Greffier lors des débats : Madame Chantal TAMISIER,
ARRÊT :
- contradictoire
- prononcé publiquement par mise à disposition de l'arrêt au greffe de la Cour, les parties en ayant été préalablement avisées dans les conditions prévues à l'article 450 alinéa 2 du Code de Procédure Civile.
Mme [B] [H], née le [Date naissance 1] 1957, a travaillé à compter du 15 mars 1982 au sein de la Société Nationale des poudres et explosifs de [Localité 2] (33), établissement ouvrant droit au bénéfice de l'allocation de départ anticipé des travailleurs de l'amiante ( ACAATA).

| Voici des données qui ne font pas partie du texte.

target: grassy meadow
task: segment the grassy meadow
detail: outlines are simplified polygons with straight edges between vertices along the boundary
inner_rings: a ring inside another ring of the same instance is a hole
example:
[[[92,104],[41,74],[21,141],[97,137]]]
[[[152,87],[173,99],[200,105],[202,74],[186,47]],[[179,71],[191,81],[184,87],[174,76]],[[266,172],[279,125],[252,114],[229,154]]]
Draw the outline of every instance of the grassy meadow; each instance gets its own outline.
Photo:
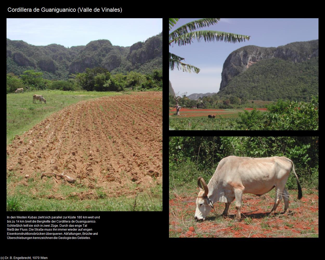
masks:
[[[16,135],[20,135],[51,114],[65,107],[86,100],[106,96],[123,95],[115,92],[64,91],[42,90],[35,92],[46,99],[43,102],[33,103],[33,92],[7,94],[6,143],[10,143]]]

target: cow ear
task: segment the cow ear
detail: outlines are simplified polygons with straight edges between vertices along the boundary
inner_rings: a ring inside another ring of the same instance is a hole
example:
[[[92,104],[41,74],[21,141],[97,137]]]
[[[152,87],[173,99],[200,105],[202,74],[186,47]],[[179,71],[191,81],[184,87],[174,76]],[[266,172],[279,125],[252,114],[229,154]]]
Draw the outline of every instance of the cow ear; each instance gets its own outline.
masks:
[[[209,198],[208,198],[208,202],[209,202],[209,204],[208,205],[210,206],[213,209],[214,208],[213,204],[212,204],[212,202],[211,201],[211,200]]]

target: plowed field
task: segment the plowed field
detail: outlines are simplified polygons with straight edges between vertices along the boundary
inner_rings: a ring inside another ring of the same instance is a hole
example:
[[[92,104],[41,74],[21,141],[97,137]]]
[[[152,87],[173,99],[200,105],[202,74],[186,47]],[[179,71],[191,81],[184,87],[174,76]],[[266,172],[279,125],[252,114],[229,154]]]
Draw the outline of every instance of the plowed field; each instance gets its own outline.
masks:
[[[96,186],[109,196],[134,197],[162,182],[162,92],[139,92],[67,107],[7,146],[7,171],[21,175],[25,186],[32,178],[68,184],[52,175],[64,173],[90,190]],[[49,192],[62,199],[55,189]],[[81,193],[76,195],[81,199],[93,198]]]

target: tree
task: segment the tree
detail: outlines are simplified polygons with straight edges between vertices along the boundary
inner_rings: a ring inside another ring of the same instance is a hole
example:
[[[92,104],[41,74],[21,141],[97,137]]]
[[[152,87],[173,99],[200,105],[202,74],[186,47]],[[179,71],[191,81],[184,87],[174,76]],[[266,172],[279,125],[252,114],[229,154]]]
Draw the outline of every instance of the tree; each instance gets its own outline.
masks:
[[[179,110],[182,108],[182,106],[180,106],[179,105],[179,98],[181,98],[181,97],[180,96],[178,96],[178,93],[177,93],[177,95],[175,95],[174,96],[174,98],[175,98],[175,107],[176,108],[176,115],[177,116],[180,116],[180,115],[179,114]],[[187,94],[187,92],[186,92],[185,93],[183,93],[182,95],[184,96],[185,95],[185,97],[186,96],[186,94]]]
[[[169,18],[169,31],[174,26],[179,18]],[[169,45],[178,43],[178,46],[190,44],[191,42],[196,37],[198,41],[200,42],[204,38],[205,42],[211,42],[213,40],[217,41],[224,41],[225,42],[235,43],[237,42],[245,41],[245,39],[249,40],[250,36],[241,34],[236,34],[230,32],[213,31],[193,31],[199,28],[209,27],[216,24],[220,20],[220,18],[203,18],[190,22],[178,28],[169,34]],[[188,30],[190,32],[189,32]],[[184,59],[179,56],[169,53],[169,68],[174,70],[176,67],[179,70],[181,67],[183,71],[190,73],[192,71],[195,73],[198,73],[200,69],[194,66],[186,64],[182,62]]]

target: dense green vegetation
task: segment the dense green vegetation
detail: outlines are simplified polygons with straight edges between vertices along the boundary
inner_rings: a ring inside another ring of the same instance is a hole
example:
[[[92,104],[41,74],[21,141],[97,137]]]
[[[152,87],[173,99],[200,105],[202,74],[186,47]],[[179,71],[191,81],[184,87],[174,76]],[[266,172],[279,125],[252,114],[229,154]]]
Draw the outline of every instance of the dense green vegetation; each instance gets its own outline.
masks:
[[[268,112],[245,111],[234,118],[170,116],[170,129],[318,130],[318,96],[312,97],[309,103],[280,99],[266,106]]]
[[[262,59],[234,77],[212,98],[309,101],[318,93],[318,57],[300,63],[277,58]]]
[[[32,70],[24,72],[20,77],[12,73],[7,74],[7,94],[13,92],[17,88],[24,91],[58,89],[97,91],[120,91],[124,90],[143,91],[161,90],[162,89],[162,71],[154,70],[147,75],[131,72],[124,75],[112,75],[106,69],[96,67],[86,69],[83,73],[71,75],[72,78],[65,80],[43,79],[42,73]]]
[[[162,33],[130,47],[113,46],[107,40],[85,46],[66,48],[58,44],[35,46],[22,41],[6,41],[7,72],[16,75],[26,71],[43,72],[49,80],[67,80],[72,73],[101,67],[113,75],[134,71],[147,74],[162,70]]]
[[[198,172],[208,181],[221,159],[236,155],[287,157],[303,188],[318,189],[318,136],[170,136],[170,188],[195,187]],[[297,188],[293,175],[286,185]]]

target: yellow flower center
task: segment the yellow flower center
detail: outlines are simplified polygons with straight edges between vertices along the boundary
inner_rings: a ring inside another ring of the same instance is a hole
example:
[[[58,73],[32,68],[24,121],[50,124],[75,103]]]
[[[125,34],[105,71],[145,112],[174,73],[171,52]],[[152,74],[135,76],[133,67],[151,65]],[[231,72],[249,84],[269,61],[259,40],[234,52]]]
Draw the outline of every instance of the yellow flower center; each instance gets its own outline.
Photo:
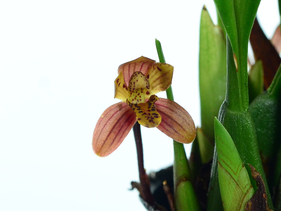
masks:
[[[141,72],[135,72],[129,81],[128,99],[130,102],[138,104],[145,102],[149,96],[149,82],[147,77]]]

Le 28 juillet 2009, Mme [H] a sollicité auprès de la Caisse d'Assurance Retraite de la Santé au travail d'Aquitaine ( la CARSAT) le bénéfice de l' ACAATA.

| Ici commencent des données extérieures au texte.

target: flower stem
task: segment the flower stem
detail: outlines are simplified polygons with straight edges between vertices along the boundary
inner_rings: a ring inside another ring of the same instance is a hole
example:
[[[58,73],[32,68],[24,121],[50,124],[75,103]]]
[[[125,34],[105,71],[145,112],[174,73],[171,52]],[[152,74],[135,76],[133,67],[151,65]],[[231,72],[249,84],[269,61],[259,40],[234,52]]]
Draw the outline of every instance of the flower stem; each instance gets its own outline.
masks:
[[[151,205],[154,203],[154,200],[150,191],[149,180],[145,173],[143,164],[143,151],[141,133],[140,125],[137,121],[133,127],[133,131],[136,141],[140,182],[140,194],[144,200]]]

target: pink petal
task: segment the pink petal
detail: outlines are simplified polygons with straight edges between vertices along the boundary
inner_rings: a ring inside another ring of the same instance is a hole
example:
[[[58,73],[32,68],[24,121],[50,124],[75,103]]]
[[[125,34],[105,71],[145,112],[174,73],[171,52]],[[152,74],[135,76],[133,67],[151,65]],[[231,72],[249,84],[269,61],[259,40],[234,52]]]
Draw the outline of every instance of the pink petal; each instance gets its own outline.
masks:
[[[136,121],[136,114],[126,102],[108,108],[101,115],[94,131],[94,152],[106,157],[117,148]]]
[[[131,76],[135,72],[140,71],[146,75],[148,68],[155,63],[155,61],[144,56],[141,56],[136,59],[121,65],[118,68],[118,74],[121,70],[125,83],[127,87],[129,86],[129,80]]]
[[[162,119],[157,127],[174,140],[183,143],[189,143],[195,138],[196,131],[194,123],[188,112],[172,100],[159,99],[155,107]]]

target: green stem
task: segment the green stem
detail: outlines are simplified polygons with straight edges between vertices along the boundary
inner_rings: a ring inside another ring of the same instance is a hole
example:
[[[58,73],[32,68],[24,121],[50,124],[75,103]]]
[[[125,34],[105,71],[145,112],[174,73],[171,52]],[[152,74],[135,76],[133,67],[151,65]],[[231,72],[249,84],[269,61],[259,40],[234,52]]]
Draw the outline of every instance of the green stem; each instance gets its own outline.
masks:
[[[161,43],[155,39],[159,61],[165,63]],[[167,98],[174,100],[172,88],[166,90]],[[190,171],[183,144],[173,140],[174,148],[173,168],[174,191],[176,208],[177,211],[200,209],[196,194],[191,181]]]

Par courrier daté du 6 août 2009, la CARSAT a fait droit à la demande de Mme [H], lui précisant que son départ au bénéfice de l'allocation prendrait effet à compter du 1er mai 2013.

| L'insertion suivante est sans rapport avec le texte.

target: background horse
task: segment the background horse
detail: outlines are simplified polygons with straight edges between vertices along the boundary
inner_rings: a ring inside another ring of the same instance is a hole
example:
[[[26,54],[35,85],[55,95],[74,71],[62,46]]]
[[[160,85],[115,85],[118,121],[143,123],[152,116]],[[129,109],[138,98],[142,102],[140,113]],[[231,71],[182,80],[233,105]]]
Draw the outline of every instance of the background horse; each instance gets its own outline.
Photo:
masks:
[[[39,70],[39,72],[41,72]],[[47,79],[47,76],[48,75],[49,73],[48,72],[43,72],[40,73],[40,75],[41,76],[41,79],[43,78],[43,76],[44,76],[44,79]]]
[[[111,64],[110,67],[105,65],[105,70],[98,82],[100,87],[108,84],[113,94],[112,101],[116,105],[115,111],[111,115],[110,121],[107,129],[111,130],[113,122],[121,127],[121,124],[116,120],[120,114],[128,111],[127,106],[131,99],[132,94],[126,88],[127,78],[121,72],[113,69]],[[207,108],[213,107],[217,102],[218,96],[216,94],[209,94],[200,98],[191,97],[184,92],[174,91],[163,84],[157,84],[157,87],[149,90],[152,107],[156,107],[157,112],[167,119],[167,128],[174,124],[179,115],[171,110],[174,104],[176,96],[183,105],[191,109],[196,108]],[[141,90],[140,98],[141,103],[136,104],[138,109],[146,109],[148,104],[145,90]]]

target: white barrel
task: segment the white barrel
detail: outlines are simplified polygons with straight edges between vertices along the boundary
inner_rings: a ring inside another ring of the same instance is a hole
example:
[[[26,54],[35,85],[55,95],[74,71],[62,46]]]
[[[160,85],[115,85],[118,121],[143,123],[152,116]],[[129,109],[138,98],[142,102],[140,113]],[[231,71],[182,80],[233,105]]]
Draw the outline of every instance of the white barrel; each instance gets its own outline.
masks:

Le 4 octobre 2009, Mme [H] a contesté cette décision auprès de la Commission de recours amiable de la CARSAT ( la CRA), considérant que les périodes pendant lesquelles elle se trouvait en congé parental devaient être prises en considération dans le calcul du point de départ de son allocation-amiante.
Le 14 septembre 2010, la CRA a rejeté son recours.
Le 9 novembre 2010, Mme [H] a saisi le Tribunal des Affaires de Sécurité Sociales de BORDEAUX.
Par jugement rendu le 9 février 2012, le Tribunal des Affaires de Sécurité Sociales a débouté Mme [H] de sa demande.
Le 28 février 2012, Mme [H] a relevé appel de cette décision.
Par conclusions développées oralement à l'audience, auxquelles il convient de se référer, Mme [H] demande à la Cour d'infirmer la décision déférée.
Elle demande à la Cour d'annuler la décision prise par la Commission de Recours Amiable en date du 14 septembre 2010 et de juger que la CARSAT doit intégrer ses congés parentaux du 1er juillet 1987 au 31 décembre 1987 et du 17 janvier 1990 au 3 septembre 1992 dans la durée de travail au sein de l'établissement SNPE de ST MEDARD EN JALLES prise en compte pour la détermination du point de départ de son allocation amiante .
D'autre part , elle demande à la Cour de dire que la CARSAT a commis une faute en refusant de prendre en compte ses périodes de congés parentaux dans la détermination du point de départ de son allocation-amiante ,cette faute lui ayant causé un préjudice dans la mesure ou elle n'a pas pu bénéficier de cette allocation à compter du 1 mai 2012 .
En conséquence , elle sollicite le paiement d'une somme de 10.000 euros à titre de dommages et intérêts sur le fondement de l'article 1382 du code civil .
Enfin, Mme [H] demande à la Cour de condamner la CARSAT à lui régler la somme de 2.000 € sur le fondement de l'article 700 du code de procédure civile.
Par conclusions développées oralement à l'audience, auxquelles il convient de se référer, la CARSAT demande à la Cour de confirmer le jugement déféré et de débouter Mme [H] de sa demande.